Оригинал взят у
sergeytsvetkov в
Чистые и нечистые Знаменитые неряхи
О неряшливости Гоголя ходили легенды. Он редко умывался по утрам, всегда ходил в грязном белье и выпачканном платье. Одна из многочисленных причуд писателя - страсть к катанию хлебных шариков. Порой он незаметно подбрасывал их в суп рядом сидящих.
Не утруждал себя соблюдением гигиены и баснописец Иван Андреевич Крылов. "Комнаты Крылова похожи больше на берлогу медведя, чем на жилище порядочного человека. Все: полы, стены, лестница, к нему ведущая, кухня, одновременно служащая и прихожей, мебель, - все в высшей степени неопрятно", - вспоминал А.В. Никитенко. Он крайне неохотно менял белье и вообще одежду, мылся только по «большим праздникам», никогда не причесывался. При этом, даже в прохладную погоду, сильно потел. "Однажды, - свидетельствует Ф.Г. Солнцев, - Крылов собирался на придворный маскарад и спрашивал совета у Елисаветы Марковны и ее дочерей; Варвара Алексеевна по этому случаю сказала ему: - Вы, Иван Андреевич, вымойтесь да причешитесь, и вас никто не узнает".
К старости он стал страдать еще и недержанием мочи и мог пустить струю в штаны прямо на придворном приёме.
Крылов обожал всякую живность, в особенности птиц, которых регулярно подкармливал, сначала бросая корм за окно, а потом разбрасывая его по квартире. Птицы стаями залетали в комнаты, оставляя повсюду «следы пиршества», и улетали. Никто за ними не убирал. Грязь и пыль кругом была такая, что гости, иногда приходившие к писателю, не могли найти чистого места, чтобы присесть.
Бетховен тоже не отличался особой аккуратностью, и в его комнатах царил неописуемый беспорядок. Книги и ноты были разбросаны по углам; в одном месте стояла холодная закуска, в другом - закупоренные или пустые бутылки, на пульте - наброски нового квартета, на столе - остатки завтрака, на полу - письма. И при всем при этом, как любой честный бюргер, он любил прославлять свою аккуратность и любовь к порядку!
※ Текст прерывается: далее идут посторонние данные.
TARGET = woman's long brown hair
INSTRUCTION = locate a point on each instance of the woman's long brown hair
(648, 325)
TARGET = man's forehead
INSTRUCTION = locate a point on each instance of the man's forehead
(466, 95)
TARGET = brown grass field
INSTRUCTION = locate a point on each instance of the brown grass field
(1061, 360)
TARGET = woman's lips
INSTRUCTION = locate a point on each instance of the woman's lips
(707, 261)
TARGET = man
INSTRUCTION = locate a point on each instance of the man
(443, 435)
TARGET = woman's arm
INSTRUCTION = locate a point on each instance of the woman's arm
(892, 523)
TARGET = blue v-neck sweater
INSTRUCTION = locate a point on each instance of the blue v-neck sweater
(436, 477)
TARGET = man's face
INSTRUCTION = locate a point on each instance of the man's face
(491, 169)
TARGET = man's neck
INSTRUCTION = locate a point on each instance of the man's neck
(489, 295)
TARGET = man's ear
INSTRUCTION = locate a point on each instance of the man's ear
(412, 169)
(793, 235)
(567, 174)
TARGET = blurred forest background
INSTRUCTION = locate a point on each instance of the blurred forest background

Кроме того, у Бетховена была еще одна неприятная привычка: он любил плеваться из окна.
Закончим наш краткий обзор знаменитых неряхах воспоминаниями Шаляпина о выдающемся живописце Коровине, который, увы, тоже не был примером аккуратности. Вот как выглядела его мастерская: «Полуоткрытая коробка сардинок с засохшей в дугу от времени сардинкой, струны от скрипки или виолончели, удочка, всевозможные краски в тюбиках и без тюбиков, пара очков, чулки, оторванные почему-то каблуки от сапог, старые газеты, нанесенные на бумагу отрывочные записи, гуммиарабик или синдетикон, засохший василек, банка с червями, тоже уже засохшими. И не дай бог, если кто-нибудь ненароком переместит сардинки или червяков!»
Знаменитые чистюли
Федора Михайловича Достоевского невероятно коробила всякая нечистоплотность, особенно в одежде. Если он видел мятый фрак на приятеле, то непременно устраивал ему головомойку. А уж если заметит пятно на галстуке или костюме, - то прощай дружба!
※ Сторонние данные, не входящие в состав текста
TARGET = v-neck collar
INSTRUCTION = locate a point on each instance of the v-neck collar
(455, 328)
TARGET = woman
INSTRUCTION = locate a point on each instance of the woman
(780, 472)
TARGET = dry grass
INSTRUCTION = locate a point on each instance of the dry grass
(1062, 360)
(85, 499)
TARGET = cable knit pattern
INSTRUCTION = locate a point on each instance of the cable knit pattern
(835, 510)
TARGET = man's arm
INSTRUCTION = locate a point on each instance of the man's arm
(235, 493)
К числу «аккуратистов» следует отнести и Чехова. «В комнате его, - вспоминал Бунин, - была удивительная чистота, спальня была похожа на девичью. Как ни слаб бывал он порой, ни малейшей поблажки не давал он себе в одежде... Никогда не видал его в халате, всегда он был одет аккуратно и чисто».
Решив как-то отправиться в гости к Толстому, Антон Павлович целый час выбирал себе одежду, выходя из спальни то в одних, то в других штанах: одни ему казались неприлично узкими, а другие излишне широкими.
Об аккуратности Александра Блока ходили анекдоты. По свидетельству Чуковского, поэт любил каждую вещь аккуратно обвернуть бумажкой, перевязать шнурочком; ему страшно нравились разного рода футлярчики, коробочки...
А вот у Сергея Есенина чистоплотность выражалась в том, что он по два раза в день брился и тщательно мыл, а затем густо душил голову. И даже пудрился и завивался.
Была у него и ненасытная жадность к дорогой одежде. Особенно - к цветистым галстукам. Он покупал их везде: к Москве, в Берлине, в Америке. Однажды из-за границы он привез их целый чемодан. И еще у Есенина была слабость к духам и цветочным запахам. Он по ароматам даже женщин оценивал: сиренью или ландышем пахли хорошие девушки, а табаком и потом - скверные.